Owen is so screwed up, it must be his family’s fault. As part of her tough love regimen, his exasperated girlfriend insists he reconcile with his grandmother Violet and sister Pearl, his only surviving blood relations. Then she meets them. They are in for some decidedly awkward family meals in Richard Bates, Jr.’s Trash Fire, which screens during the 2016 Sundance Film Festival.
Owen hates himself, hates his shrink, and most of all he hates his family. He loves Isabel, but he has a hard time showing it. In fact, he has a habit of saying crass, hurtful things. His boorish, boozy rudeness has alienated Isabel from her friends and family, but Owen vows to turn over a new leaf when she announces her pregnancy. Part of his mission is a family reunion, but the flashes of demonic imagery that accompany his epileptic seizures suggest that might not be such a good idea.

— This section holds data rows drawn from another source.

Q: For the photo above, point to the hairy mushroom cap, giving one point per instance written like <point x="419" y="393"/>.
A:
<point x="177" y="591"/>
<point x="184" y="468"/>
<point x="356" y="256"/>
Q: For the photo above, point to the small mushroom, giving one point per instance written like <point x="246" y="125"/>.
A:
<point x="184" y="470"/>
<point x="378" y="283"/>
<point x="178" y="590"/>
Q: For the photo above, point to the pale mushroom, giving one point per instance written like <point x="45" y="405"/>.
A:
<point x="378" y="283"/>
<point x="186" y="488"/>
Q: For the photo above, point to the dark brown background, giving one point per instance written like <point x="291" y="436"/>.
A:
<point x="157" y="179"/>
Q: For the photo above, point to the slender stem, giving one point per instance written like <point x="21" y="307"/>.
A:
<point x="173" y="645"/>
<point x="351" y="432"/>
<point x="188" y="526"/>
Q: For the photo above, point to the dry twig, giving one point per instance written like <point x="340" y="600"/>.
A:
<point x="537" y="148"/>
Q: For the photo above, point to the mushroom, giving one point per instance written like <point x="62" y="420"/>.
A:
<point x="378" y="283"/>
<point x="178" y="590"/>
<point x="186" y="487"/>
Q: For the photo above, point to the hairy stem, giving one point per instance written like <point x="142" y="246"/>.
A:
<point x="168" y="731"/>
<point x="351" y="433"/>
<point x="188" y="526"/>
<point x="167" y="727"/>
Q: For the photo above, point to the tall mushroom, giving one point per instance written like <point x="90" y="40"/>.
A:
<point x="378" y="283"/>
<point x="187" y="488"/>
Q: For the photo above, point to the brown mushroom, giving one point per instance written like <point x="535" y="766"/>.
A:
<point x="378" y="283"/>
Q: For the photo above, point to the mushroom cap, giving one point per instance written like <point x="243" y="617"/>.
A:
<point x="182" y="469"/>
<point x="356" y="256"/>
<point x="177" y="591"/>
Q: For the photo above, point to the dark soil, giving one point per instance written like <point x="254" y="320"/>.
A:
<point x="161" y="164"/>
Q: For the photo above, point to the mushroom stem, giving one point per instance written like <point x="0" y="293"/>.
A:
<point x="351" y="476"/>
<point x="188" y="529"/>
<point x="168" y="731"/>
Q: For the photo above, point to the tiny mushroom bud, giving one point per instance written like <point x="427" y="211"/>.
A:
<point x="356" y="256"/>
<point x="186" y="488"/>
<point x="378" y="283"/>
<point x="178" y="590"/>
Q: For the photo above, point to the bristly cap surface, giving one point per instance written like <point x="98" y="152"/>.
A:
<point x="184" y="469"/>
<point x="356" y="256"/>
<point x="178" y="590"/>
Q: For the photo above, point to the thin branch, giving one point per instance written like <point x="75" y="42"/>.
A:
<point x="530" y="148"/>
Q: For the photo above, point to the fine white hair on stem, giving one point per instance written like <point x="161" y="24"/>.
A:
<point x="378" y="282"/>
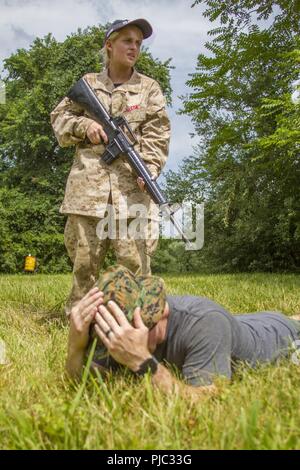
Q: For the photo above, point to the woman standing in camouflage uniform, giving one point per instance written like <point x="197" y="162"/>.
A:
<point x="92" y="185"/>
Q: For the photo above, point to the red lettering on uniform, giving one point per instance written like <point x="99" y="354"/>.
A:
<point x="132" y="108"/>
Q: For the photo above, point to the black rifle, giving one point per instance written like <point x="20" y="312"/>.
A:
<point x="118" y="143"/>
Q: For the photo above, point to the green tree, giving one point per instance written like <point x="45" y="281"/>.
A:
<point x="246" y="168"/>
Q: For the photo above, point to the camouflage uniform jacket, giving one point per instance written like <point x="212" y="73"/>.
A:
<point x="91" y="181"/>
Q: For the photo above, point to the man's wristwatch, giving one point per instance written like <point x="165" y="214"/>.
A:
<point x="150" y="364"/>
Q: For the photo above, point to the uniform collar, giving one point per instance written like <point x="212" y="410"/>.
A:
<point x="105" y="83"/>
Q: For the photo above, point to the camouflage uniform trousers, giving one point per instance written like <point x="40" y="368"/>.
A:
<point x="87" y="253"/>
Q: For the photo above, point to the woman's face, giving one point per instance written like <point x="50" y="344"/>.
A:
<point x="125" y="49"/>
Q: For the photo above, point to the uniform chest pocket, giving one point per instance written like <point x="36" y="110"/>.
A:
<point x="135" y="119"/>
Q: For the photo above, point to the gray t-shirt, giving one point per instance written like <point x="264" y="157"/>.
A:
<point x="204" y="340"/>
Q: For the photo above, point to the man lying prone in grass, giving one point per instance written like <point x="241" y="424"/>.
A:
<point x="138" y="326"/>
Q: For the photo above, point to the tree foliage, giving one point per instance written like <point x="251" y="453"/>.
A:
<point x="246" y="168"/>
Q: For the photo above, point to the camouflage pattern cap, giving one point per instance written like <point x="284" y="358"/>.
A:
<point x="129" y="291"/>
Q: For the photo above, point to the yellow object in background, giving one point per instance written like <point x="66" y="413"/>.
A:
<point x="30" y="264"/>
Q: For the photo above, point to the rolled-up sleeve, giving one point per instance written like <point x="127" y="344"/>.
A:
<point x="69" y="124"/>
<point x="155" y="132"/>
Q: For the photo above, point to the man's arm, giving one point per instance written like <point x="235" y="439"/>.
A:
<point x="81" y="318"/>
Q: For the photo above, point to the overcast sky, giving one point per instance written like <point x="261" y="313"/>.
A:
<point x="179" y="32"/>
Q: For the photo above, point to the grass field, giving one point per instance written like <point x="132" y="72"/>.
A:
<point x="40" y="409"/>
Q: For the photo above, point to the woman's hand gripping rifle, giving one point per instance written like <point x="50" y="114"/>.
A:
<point x="118" y="143"/>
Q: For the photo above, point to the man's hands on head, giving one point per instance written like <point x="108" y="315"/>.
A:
<point x="81" y="318"/>
<point x="126" y="343"/>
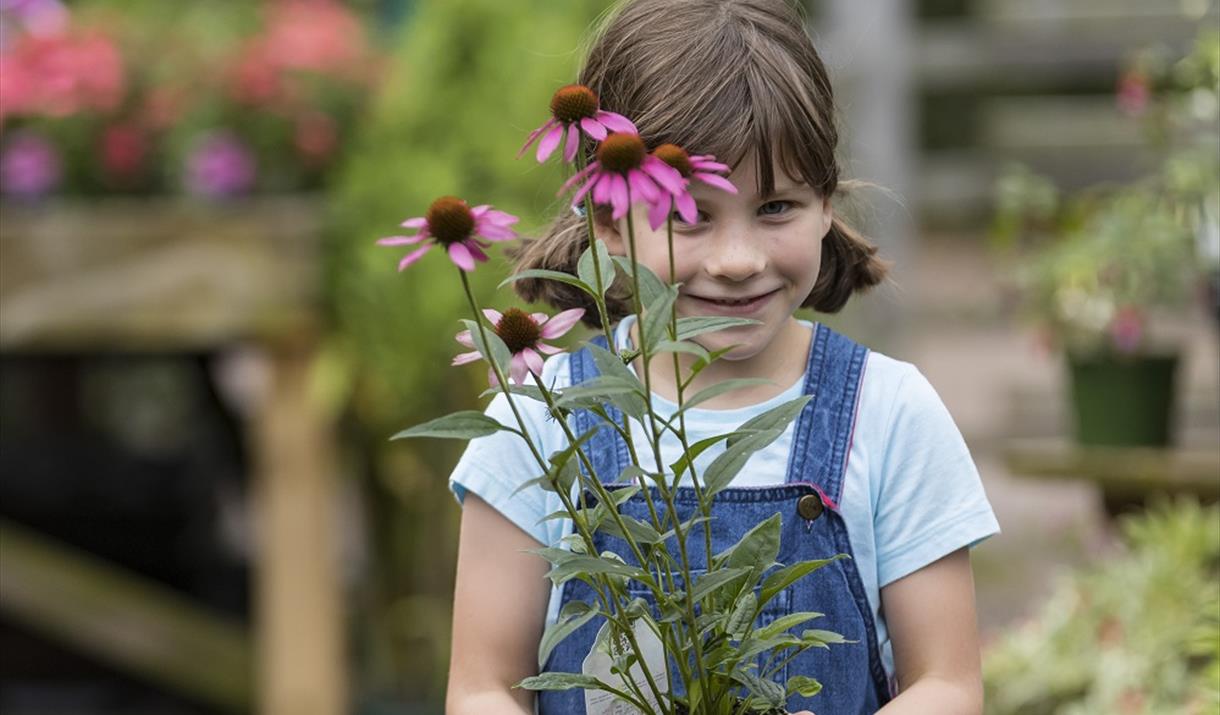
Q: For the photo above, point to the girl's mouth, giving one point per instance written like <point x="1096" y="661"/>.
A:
<point x="735" y="305"/>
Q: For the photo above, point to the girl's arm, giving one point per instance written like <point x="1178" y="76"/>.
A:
<point x="499" y="610"/>
<point x="933" y="630"/>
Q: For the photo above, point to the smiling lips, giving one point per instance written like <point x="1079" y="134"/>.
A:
<point x="736" y="304"/>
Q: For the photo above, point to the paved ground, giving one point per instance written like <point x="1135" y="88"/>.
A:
<point x="998" y="386"/>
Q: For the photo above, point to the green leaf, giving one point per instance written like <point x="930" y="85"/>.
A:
<point x="742" y="616"/>
<point x="722" y="469"/>
<point x="777" y="417"/>
<point x="549" y="276"/>
<point x="689" y="327"/>
<point x="497" y="352"/>
<point x="803" y="686"/>
<point x="713" y="581"/>
<point x="757" y="549"/>
<point x="683" y="347"/>
<point x="586" y="565"/>
<point x="649" y="284"/>
<point x="561" y="681"/>
<point x="785" y="577"/>
<point x="785" y="624"/>
<point x="563" y="628"/>
<point x="696" y="450"/>
<point x="656" y="317"/>
<point x="595" y="392"/>
<point x="584" y="266"/>
<point x="464" y="425"/>
<point x="610" y="365"/>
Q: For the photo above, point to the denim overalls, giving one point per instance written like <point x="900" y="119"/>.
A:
<point x="852" y="675"/>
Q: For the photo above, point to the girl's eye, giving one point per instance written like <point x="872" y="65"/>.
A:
<point x="700" y="219"/>
<point x="775" y="208"/>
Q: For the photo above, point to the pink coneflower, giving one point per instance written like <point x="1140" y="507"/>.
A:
<point x="455" y="226"/>
<point x="523" y="334"/>
<point x="575" y="109"/>
<point x="703" y="167"/>
<point x="624" y="173"/>
<point x="29" y="166"/>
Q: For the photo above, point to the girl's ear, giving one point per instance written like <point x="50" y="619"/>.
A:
<point x="827" y="216"/>
<point x="608" y="229"/>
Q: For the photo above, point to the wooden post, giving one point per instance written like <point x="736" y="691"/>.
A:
<point x="300" y="646"/>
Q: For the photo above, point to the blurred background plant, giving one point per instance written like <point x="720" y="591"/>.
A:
<point x="210" y="99"/>
<point x="1136" y="633"/>
<point x="1093" y="266"/>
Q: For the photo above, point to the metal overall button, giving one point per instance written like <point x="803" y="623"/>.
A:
<point x="809" y="506"/>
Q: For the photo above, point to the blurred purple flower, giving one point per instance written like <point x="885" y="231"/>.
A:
<point x="220" y="165"/>
<point x="29" y="166"/>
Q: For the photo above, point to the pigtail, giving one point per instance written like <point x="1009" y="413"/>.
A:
<point x="849" y="265"/>
<point x="559" y="249"/>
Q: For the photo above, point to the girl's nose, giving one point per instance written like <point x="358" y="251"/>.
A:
<point x="736" y="258"/>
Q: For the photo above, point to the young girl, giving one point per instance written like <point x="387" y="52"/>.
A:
<point x="874" y="467"/>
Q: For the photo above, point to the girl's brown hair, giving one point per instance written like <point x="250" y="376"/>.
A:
<point x="722" y="77"/>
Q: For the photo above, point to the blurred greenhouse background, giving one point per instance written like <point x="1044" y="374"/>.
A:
<point x="203" y="353"/>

If you think Owen is obnoxious, wait till you get a load of Grandma. However, you will have to wait to meet the reclusive Pearl. Due to her extensive burn injuries, she avoids most human contact. Grandmama fooled Owen into believing it was his fault, but it was really her doing. Yes, she is your basic delusional, psychotic judgmental Fundamentalists. You know, one of those.
There is actually very little genre business in the first half, but it features the crudest, snippiest, most caustic dialogue you will ever hear in a months of Sundays. Obviously, that is a good thing. It certainly makes Trash Fire distinctive. In fact, it sort of a letdown when Violet starts following her divine homicidal inclinations. The super-Christian stereotype is also more than a little tiresome. Really, we needed another one of those?
Still, Adrian Grenier’s Owen is just spectacularly messed up. The bile he dredges up is quite impressive. To her credit, Angela Trimbur hangs with Grenier quite well, developing some emasculating chemistry. Watching them tear into each is just good cinema.